Forward Pass Penalties
There are a variety of penalties that can be called on a forward passing play. Penalties can be called on both the offensive and defensive teams. Here are the most common passing penalties:
- Offensive Pass Interference: This penalty occurs if the offensive player receiving the football makes contact with the defensive player before the ball arrives. It is often called if it gives the offensive player an unfair advantage to catch a forward pass.
- Defensive Pass interference: This penalty occurs if the defensive player contacts the offensive player before the ball arrives in the air.

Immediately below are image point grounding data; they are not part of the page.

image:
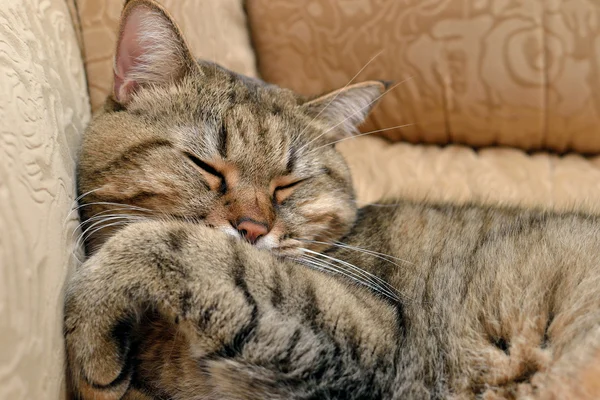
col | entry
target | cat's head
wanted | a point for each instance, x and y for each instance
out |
(193, 141)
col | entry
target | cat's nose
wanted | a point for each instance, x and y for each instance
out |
(251, 230)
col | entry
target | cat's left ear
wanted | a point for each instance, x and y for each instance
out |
(345, 109)
(151, 50)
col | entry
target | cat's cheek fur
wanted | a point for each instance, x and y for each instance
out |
(247, 319)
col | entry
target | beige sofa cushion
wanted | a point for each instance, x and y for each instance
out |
(216, 30)
(43, 110)
(459, 174)
(524, 74)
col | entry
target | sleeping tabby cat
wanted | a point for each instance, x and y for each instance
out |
(228, 259)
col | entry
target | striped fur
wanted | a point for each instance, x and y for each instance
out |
(405, 300)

- Defensive Holding: This penalty occurs on a passing play when the defensive player holds onto the offensive player and limits their ability to move.
Forward Pass Plays
The most common type of forward passes are plays where the quarterback attempts to throw to one of the eligible receivers on the field. There are a number of variations of these common forward pass plays, most of which vary based upon the player who is receiving the ball. Oftentimes, a quarterback will throw to the wide receiver, and in these cases, forward passes are often deeper, and are aimed farther down the field. However, quarterbacks may also throw the ball to a tight end or even a running back. In these cases, the forward pass will often be shorter, and designed for quick gains that may lead to a first down and further down cycles.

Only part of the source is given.